The local constituency boundaries would then look like this:
The new parliamentary boundary recommendations are now open for consultation. I would encourage every reader to respond with comments about which two wards should be outside of the city constituency. I certainly will be submitting my ideas. Note that final recommendations are unlikely to make it into law before late 2023. This should be in time for the next general election, which is scheduled to be held on 2 May 2024 in line with the Fixed-term Parliaments Act. However, there are already rumours that the government is in long-term planning for an election a year earlier, which would be fought under the existing boundaries.
There’s an easy form to make your comments here. It’s open until the 2 August.
Thanks for this, Chris. I entirely agree with your comments and conclusions and shall be putting in my objections to the boundary commission website (as I did last time, but to no avail).
Many thanks Chris. I have submitted a response based on your entirely rational argumentation.

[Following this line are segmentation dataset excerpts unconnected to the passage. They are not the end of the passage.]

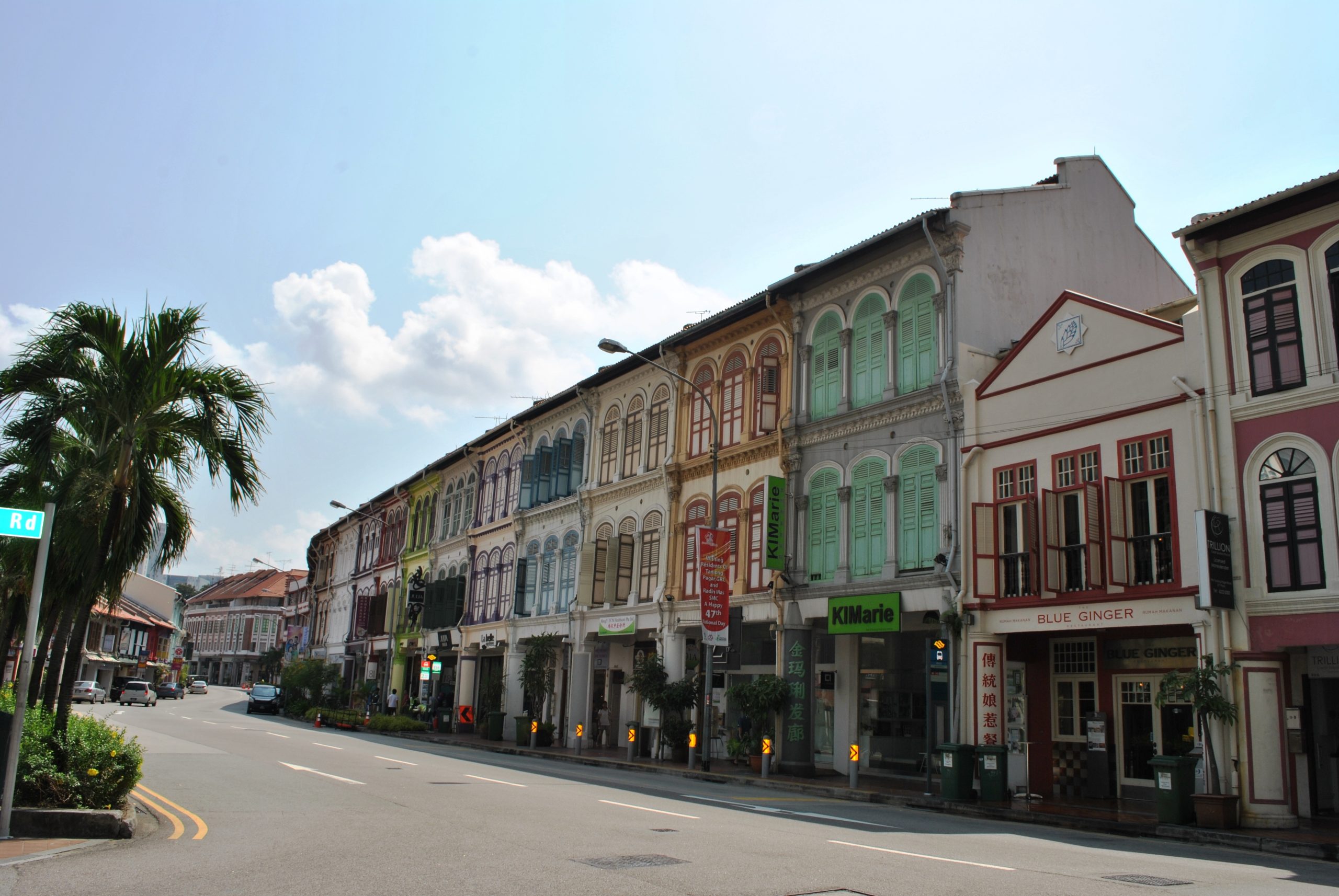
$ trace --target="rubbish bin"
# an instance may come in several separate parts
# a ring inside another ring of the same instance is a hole
[[[1190,824],[1194,820],[1194,756],[1154,756],[1153,785],[1158,801],[1158,824]]]
[[[981,778],[981,800],[1004,802],[1008,800],[1008,748],[977,746],[976,764]]]
[[[972,744],[940,744],[939,753],[939,794],[945,800],[972,798]]]

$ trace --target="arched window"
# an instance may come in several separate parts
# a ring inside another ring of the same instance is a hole
[[[937,356],[935,281],[916,274],[897,297],[897,395],[933,385]]]
[[[830,582],[837,574],[836,469],[819,469],[809,479],[809,580]]]
[[[540,615],[553,612],[553,591],[558,578],[558,539],[554,535],[544,539],[544,555],[540,558]]]
[[[933,568],[935,555],[939,554],[937,459],[932,447],[917,445],[902,452],[897,461],[901,530],[897,564],[902,570]]]
[[[558,612],[566,612],[577,594],[577,546],[581,536],[568,532],[562,536],[562,571],[558,575]]]
[[[738,445],[744,437],[744,370],[749,362],[735,352],[720,368],[720,447]]]
[[[707,501],[695,500],[684,512],[687,526],[683,532],[683,594],[698,595],[698,534],[694,530],[707,524]]]
[[[884,336],[884,297],[870,293],[860,300],[856,318],[852,321],[852,365],[850,365],[850,407],[862,408],[884,397],[884,384],[888,381]]]
[[[660,511],[651,511],[641,520],[641,570],[637,578],[637,594],[651,598],[660,584],[660,526],[664,518]]]
[[[813,401],[809,416],[814,420],[837,413],[841,401],[841,318],[828,312],[818,318],[811,342],[813,369],[809,374]]]
[[[493,493],[497,491],[497,481],[498,461],[497,457],[489,457],[483,468],[483,500],[479,503],[479,519],[485,523],[493,522]]]
[[[881,575],[884,546],[888,543],[888,516],[884,503],[884,476],[888,464],[866,457],[850,473],[850,574]]]
[[[651,396],[651,413],[647,420],[647,469],[655,469],[665,459],[670,445],[670,386],[657,385]]]
[[[1260,516],[1271,591],[1326,587],[1316,465],[1297,448],[1280,448],[1260,465]]]
[[[754,435],[777,429],[781,403],[781,341],[765,340],[754,361]]]
[[[703,364],[692,374],[692,384],[710,396],[715,378],[711,365]],[[704,455],[711,448],[711,412],[707,409],[707,404],[702,400],[698,389],[692,390],[688,404],[688,455],[692,457]]]
[[[749,590],[763,587],[762,528],[763,508],[767,501],[767,487],[758,485],[749,493]]]
[[[743,496],[739,492],[726,492],[716,497],[716,528],[730,531],[730,572],[726,579],[734,590],[735,576],[739,574],[739,507]]]
[[[600,483],[612,483],[619,469],[619,408],[609,408],[600,427]]]
[[[628,417],[623,424],[623,477],[637,475],[641,464],[641,396],[632,396],[628,403]]]
[[[540,578],[540,542],[534,540],[525,546],[525,588],[521,604],[516,608],[516,615],[529,617],[534,614],[536,580]]]
[[[1241,275],[1251,357],[1251,392],[1268,395],[1307,384],[1292,262],[1271,258]]]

What would this mean for the funding of schools in Queen Ediths?
It won’t affect schools, or any other council-run services – it’s only to do with who our MP is (i.e. whether we share one with the villages around the city, as we do now, or whether we share one with the rest of the city).
I have lived in Cambridge for twenty years initially in the City (off Parker’s Piece) and now at Ninewells in the ‘Country’. I certainty feel that, in many respects, the issues of Queen Edith’s are
more City than Country.
What do you think about the idea of having two constituencies for a Cambridge + a few miles around?
It’s quite possible, it’d be similar to Oxford, and would fall naturally into using the Council wards north and south of the river. I did wonder if the Boundary Commission might take this approach, but as they haven’t, I think it’d be too big a backtrack now.
The form is very difficult to access and use! I’ve lived in Queen Edith’s for 30 years and always found it strange that with major educational and medical institutions here, it is not part of Cambridge constituency. Trumpington and Cherryhinton are further out and not so obviously part of the city, having a clear village community in each.